Top, Steve Adams makes furrows with a farm-built tool. Above, crates of bulbs are moved down the row with the front-end loader as workers drop them into the furrows.
When the LA lilies can’t be grown outside, we plant in crates. We plant 25 per crate, which is more than what the bulb guys recommend, but we’ve found that density does not seem to affect quality. They need to be as deep as possible in the crates, so require the deeper crates. We put just a couple inches of soil on the bottom, lay out the bulbs, and then fill the crates with soil all the way to the handles. We also grow Oriental lilies and OTs (Oriental-Trumpet hybrid), which are the big fragrant types like CrystalBlanca or Shocking. We were having problems with quality outdoors, so we decided to always plant Orientals in crates in covered space. This allows for better moisture control because they can get water only when they need it, decreasing the chances of botrytis. The crates are set up on drip irrigation, so the leaves aren’t getting wet to harbor disease either. We choose to use the 16/18 bulbs because anything larger gives us lilies that are too big for our florists’ daily use.

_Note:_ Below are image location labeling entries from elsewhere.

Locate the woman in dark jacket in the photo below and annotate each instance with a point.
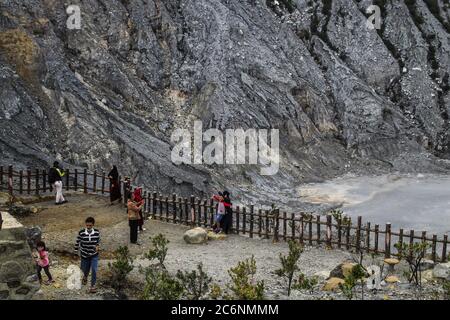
(114, 194)
(227, 220)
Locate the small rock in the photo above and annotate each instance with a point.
(426, 265)
(322, 274)
(442, 271)
(332, 284)
(196, 236)
(216, 236)
(427, 275)
(392, 279)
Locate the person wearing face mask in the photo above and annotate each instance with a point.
(87, 244)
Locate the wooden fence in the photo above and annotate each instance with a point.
(306, 228)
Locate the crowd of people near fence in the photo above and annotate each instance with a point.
(87, 244)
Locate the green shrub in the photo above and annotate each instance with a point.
(160, 285)
(242, 284)
(305, 283)
(120, 268)
(195, 283)
(358, 274)
(289, 264)
(413, 254)
(159, 250)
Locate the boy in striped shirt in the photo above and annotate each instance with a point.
(87, 244)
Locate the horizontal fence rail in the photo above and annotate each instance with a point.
(306, 228)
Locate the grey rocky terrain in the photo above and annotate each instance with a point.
(345, 98)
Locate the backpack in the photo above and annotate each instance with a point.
(221, 208)
(51, 176)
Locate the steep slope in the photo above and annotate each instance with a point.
(344, 97)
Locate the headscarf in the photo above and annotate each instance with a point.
(138, 195)
(114, 174)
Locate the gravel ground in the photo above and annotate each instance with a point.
(61, 223)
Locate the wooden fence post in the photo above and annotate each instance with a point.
(68, 179)
(161, 200)
(85, 180)
(174, 208)
(329, 232)
(103, 182)
(347, 233)
(44, 181)
(411, 242)
(166, 200)
(293, 226)
(28, 181)
(251, 220)
(237, 219)
(424, 240)
(154, 205)
(145, 210)
(387, 242)
(433, 248)
(310, 230)
(1, 178)
(192, 211)
(358, 234)
(21, 181)
(400, 241)
(212, 209)
(205, 214)
(318, 228)
(301, 228)
(37, 181)
(10, 180)
(339, 227)
(259, 222)
(186, 212)
(444, 249)
(368, 237)
(76, 180)
(277, 225)
(199, 213)
(94, 187)
(244, 220)
(376, 238)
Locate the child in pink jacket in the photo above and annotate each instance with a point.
(42, 262)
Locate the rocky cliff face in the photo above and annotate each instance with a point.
(345, 98)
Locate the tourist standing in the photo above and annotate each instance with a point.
(138, 199)
(114, 192)
(227, 219)
(220, 212)
(133, 217)
(43, 262)
(87, 244)
(55, 175)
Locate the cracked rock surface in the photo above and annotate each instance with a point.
(345, 98)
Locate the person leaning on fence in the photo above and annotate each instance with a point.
(220, 212)
(87, 243)
(138, 198)
(114, 192)
(55, 175)
(134, 208)
(226, 222)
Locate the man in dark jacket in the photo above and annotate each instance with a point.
(227, 221)
(87, 244)
(55, 175)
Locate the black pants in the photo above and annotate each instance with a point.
(226, 222)
(46, 270)
(133, 230)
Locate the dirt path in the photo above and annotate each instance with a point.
(60, 225)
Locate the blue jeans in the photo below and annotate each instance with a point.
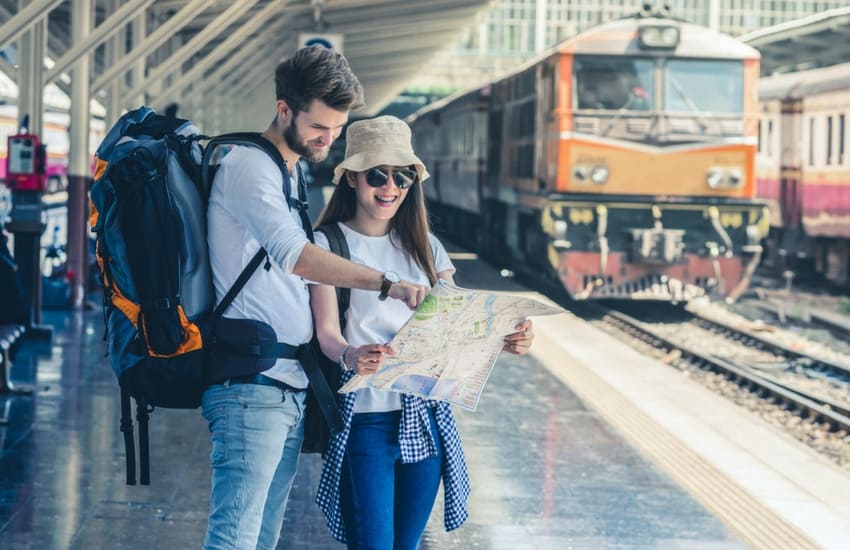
(386, 504)
(256, 441)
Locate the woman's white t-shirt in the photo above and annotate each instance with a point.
(372, 321)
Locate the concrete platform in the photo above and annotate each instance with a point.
(551, 467)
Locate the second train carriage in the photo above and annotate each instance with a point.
(804, 170)
(622, 162)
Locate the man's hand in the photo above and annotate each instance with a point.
(367, 359)
(409, 293)
(519, 342)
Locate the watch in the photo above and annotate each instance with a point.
(389, 279)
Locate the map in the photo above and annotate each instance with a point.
(447, 349)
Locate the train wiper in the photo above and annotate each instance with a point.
(635, 95)
(703, 123)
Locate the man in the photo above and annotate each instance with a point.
(257, 422)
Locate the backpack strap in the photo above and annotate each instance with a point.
(127, 430)
(310, 359)
(142, 416)
(256, 140)
(339, 246)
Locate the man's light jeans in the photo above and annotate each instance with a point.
(256, 441)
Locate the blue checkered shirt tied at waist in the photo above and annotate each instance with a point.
(417, 443)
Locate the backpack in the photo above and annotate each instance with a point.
(317, 432)
(148, 210)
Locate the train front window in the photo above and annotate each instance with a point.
(614, 84)
(704, 86)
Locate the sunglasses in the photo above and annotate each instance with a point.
(402, 177)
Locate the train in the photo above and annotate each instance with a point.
(55, 137)
(803, 171)
(620, 164)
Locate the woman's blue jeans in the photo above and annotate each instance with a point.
(256, 441)
(386, 504)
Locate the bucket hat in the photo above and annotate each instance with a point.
(384, 140)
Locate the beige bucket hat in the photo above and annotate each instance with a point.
(384, 140)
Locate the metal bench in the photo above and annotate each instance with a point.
(10, 335)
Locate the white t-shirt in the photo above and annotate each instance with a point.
(372, 321)
(247, 210)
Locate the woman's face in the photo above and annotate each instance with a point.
(381, 190)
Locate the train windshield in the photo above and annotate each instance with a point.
(704, 86)
(614, 84)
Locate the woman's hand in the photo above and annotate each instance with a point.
(520, 341)
(366, 360)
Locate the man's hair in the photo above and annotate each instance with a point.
(316, 72)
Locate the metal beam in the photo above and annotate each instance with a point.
(175, 60)
(24, 19)
(151, 42)
(233, 41)
(110, 26)
(232, 68)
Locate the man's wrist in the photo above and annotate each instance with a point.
(388, 279)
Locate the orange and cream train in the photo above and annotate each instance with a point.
(621, 163)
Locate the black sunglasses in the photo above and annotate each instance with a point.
(402, 177)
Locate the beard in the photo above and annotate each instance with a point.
(300, 147)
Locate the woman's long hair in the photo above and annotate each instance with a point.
(409, 225)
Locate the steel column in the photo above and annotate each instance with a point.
(79, 161)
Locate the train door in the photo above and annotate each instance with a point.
(791, 169)
(547, 126)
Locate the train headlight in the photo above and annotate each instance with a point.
(655, 36)
(736, 178)
(599, 174)
(715, 178)
(559, 230)
(581, 173)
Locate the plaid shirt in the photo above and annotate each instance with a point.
(417, 443)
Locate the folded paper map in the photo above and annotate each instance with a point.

Our Oriental lilies are sold to florists and are bunched for grocery stores, with a couple buckets a week used for the farmers market in our deluxe bouquets or sold as bunches. Our LA lilies are mainly used in bouquets for grocery stores and farmers market, with any overflow being sold to florists. Having a lily in each bouquet means there is something that is going to last through the week even after flowers with a shorter vase life, like zinnias, have faded. We harvest our lilies tight, just as the first bud is about to crack, which means the bouquet also changes through the week as the buds continue to open. Lilies are a high-dollar input crop, but they are definitely profitable and worth the money, especially if you are producing nice blooms efficiently.

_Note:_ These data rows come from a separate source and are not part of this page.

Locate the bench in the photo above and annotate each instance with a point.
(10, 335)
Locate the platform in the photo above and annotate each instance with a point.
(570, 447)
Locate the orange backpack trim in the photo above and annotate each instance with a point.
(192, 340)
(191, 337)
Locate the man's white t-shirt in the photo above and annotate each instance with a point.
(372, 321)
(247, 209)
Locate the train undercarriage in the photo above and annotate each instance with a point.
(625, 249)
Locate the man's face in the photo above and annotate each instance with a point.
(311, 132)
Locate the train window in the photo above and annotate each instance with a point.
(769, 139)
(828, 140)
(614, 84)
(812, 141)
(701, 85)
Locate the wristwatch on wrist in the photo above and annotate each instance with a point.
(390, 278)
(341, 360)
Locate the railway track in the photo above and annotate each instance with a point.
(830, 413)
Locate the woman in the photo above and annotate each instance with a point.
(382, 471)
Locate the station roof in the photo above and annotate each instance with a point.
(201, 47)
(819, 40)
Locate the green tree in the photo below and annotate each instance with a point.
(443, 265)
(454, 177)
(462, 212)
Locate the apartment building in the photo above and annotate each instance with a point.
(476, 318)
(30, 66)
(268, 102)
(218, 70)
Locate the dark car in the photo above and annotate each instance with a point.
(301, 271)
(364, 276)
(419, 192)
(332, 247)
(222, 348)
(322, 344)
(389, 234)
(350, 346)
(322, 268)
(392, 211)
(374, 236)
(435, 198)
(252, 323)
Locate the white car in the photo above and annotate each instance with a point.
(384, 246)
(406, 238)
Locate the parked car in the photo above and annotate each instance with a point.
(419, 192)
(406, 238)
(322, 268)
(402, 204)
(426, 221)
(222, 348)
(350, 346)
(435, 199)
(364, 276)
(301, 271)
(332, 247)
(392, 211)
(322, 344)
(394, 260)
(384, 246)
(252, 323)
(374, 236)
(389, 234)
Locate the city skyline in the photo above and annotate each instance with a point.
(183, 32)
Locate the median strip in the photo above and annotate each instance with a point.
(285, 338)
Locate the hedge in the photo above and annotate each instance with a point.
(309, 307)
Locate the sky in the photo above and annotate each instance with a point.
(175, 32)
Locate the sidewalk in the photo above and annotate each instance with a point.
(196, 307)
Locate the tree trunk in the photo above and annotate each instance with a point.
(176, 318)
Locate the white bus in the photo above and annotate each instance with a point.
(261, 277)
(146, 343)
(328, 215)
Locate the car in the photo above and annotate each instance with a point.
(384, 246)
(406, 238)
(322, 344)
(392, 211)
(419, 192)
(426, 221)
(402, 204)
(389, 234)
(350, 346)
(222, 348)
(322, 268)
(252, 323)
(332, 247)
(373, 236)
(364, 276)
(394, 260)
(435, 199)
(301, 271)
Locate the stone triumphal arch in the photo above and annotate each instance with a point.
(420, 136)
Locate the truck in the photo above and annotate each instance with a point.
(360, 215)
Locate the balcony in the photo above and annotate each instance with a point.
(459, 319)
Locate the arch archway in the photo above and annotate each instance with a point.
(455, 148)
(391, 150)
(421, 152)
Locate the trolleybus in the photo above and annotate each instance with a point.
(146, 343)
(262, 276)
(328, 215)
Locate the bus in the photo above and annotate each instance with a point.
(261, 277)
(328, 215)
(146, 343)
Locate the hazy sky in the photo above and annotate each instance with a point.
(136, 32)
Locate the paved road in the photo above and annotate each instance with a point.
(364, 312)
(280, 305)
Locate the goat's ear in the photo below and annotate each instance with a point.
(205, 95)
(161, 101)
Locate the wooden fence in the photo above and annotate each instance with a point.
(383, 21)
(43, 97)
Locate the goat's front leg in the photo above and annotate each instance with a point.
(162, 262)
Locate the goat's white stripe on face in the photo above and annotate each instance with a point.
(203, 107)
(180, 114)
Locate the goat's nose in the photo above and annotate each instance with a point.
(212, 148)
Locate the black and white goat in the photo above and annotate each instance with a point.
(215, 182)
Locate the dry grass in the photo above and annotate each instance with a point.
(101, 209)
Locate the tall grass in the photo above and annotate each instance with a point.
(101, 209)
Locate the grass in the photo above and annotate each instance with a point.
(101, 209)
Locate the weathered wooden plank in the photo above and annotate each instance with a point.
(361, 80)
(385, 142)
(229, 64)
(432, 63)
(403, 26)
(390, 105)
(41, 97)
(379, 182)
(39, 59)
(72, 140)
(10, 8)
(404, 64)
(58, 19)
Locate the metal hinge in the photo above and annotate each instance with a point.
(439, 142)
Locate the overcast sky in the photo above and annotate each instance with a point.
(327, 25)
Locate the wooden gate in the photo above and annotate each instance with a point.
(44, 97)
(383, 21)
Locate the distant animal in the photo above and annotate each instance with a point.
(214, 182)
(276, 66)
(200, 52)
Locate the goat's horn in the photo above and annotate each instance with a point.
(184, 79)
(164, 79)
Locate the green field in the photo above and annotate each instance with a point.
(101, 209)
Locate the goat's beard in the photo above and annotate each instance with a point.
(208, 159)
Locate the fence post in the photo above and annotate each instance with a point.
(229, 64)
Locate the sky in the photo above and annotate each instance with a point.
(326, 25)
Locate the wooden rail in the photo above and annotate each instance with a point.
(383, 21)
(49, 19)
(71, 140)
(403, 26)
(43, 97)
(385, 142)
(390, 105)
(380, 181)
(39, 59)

All of our dahlias are planted in the field, and after planting 2,000 tubers with a posthole digger in 2013, we knew we needed to mechanize. We use the furrower described above, taking off the middle sweep to make only two furrows per bed. This year we plan to improve that so the rows are set to the spacing of our cultivating tractor to decrease hand weeding. After the furrows are dug, we lay out a long measuring tape so we can see every 18” in row. All of our dahlias are divided in the fall so we can sell tubers throughout the winter, but also so they are ready for planting as soon as the soil is ready. We don’t have time to divide in the spring when it’s planting season.
Moving crates of dahlia tubers up and down the rows was another task that was back-breaking, so we decided to get some double tractor action going and use the front end loader to carry the crates down the rows. One person drives the tractor while two people place the tubers in the furrows. Someone else follows behind with a rake and moves the soil to cover the tubers. By the end, Steve and I were riding in the bucket to place the tubers in the furrows and just having the driver go as slow as possible for proper placement. It was so much faster than digging all those holes and lugging all those crates around!

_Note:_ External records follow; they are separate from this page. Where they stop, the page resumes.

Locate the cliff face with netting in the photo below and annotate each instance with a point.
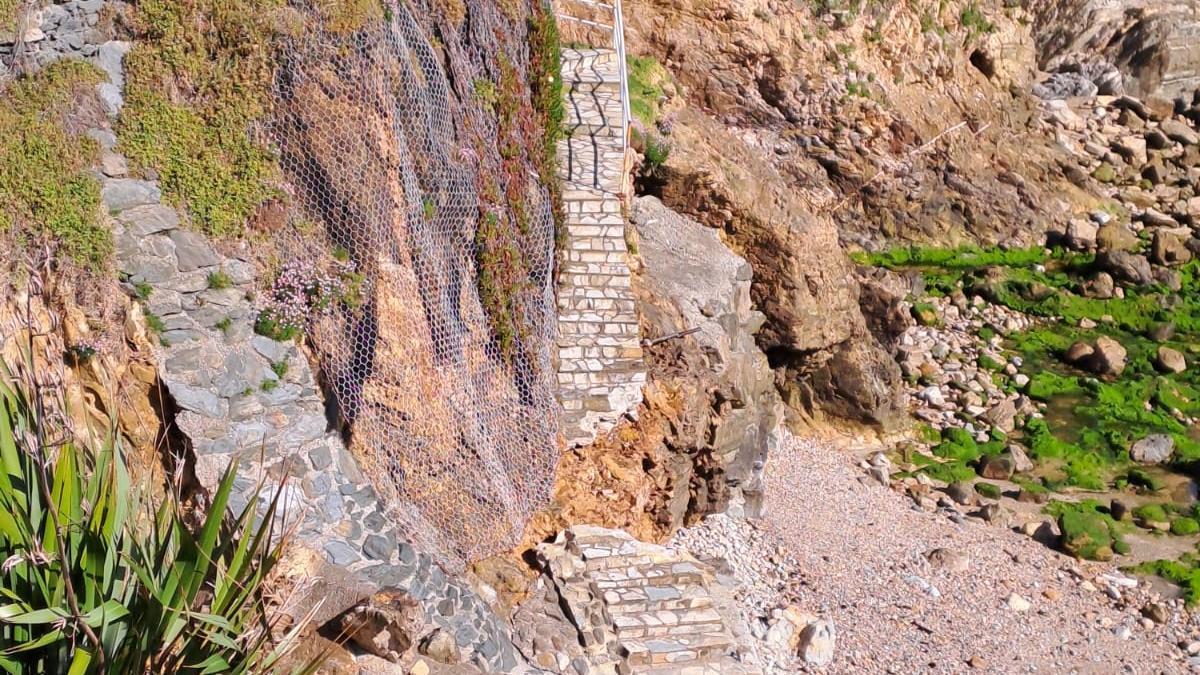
(414, 155)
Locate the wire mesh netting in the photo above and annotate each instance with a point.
(413, 165)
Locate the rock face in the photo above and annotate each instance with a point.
(1156, 46)
(690, 280)
(443, 374)
(803, 282)
(63, 29)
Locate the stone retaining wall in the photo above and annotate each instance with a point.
(238, 395)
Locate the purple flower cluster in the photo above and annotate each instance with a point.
(299, 291)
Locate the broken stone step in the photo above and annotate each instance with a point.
(667, 632)
(720, 667)
(677, 651)
(663, 622)
(653, 598)
(600, 73)
(610, 127)
(655, 574)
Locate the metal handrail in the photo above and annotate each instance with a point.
(618, 45)
(618, 35)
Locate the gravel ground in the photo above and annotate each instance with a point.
(844, 548)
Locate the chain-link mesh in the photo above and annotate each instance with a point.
(413, 159)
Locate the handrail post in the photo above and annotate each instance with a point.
(618, 36)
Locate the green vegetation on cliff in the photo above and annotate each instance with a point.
(97, 578)
(45, 187)
(646, 77)
(198, 78)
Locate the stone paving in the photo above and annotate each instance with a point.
(237, 395)
(600, 368)
(641, 608)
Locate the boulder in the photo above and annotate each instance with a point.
(1169, 249)
(1170, 360)
(1101, 286)
(1078, 352)
(997, 467)
(1081, 234)
(1086, 535)
(1180, 132)
(1021, 461)
(963, 493)
(1115, 237)
(1155, 217)
(1002, 416)
(693, 280)
(1155, 448)
(1126, 267)
(1108, 358)
(1133, 149)
(948, 560)
(826, 358)
(817, 643)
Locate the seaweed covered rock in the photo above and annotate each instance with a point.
(1155, 448)
(1170, 360)
(1086, 533)
(1123, 266)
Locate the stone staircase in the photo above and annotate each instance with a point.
(641, 608)
(600, 368)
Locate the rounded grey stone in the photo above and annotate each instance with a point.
(341, 554)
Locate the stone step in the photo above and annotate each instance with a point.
(664, 629)
(655, 574)
(601, 73)
(598, 53)
(655, 598)
(677, 651)
(669, 619)
(607, 269)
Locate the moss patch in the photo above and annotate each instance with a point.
(45, 187)
(196, 81)
(646, 81)
(1087, 531)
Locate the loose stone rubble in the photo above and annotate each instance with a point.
(941, 363)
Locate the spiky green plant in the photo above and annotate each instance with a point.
(95, 579)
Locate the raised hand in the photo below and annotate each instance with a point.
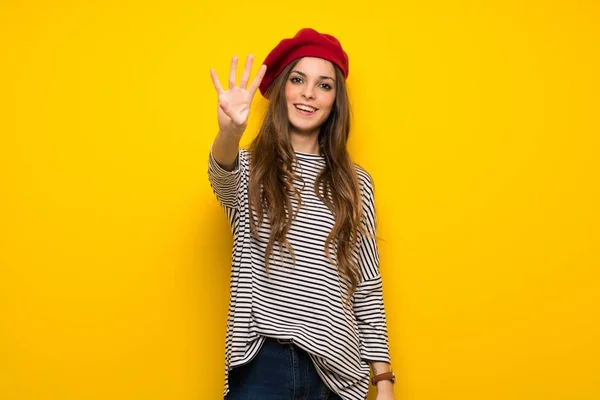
(234, 103)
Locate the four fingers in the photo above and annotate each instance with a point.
(245, 76)
(232, 72)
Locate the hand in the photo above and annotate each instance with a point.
(234, 103)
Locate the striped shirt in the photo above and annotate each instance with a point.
(302, 301)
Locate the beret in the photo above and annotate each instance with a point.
(306, 43)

A new planting of dahlias in early summer, above, and in full bloom, below.
We harvest our dahlias pretty hard, with long stems, so the plants don’t grow to be as bushy. For that reason, this year we are going to try planting them every 12” in row. In a 150’ bed, that means we can fit 300 dahlias per row. We also plan to use a chain harrow for covering the tubers rather than the rake, so hopefully that will also increase planting speed.
Gretel and Steve Adams own Sunny Meadows Flower Farm in Columbus, Ohio.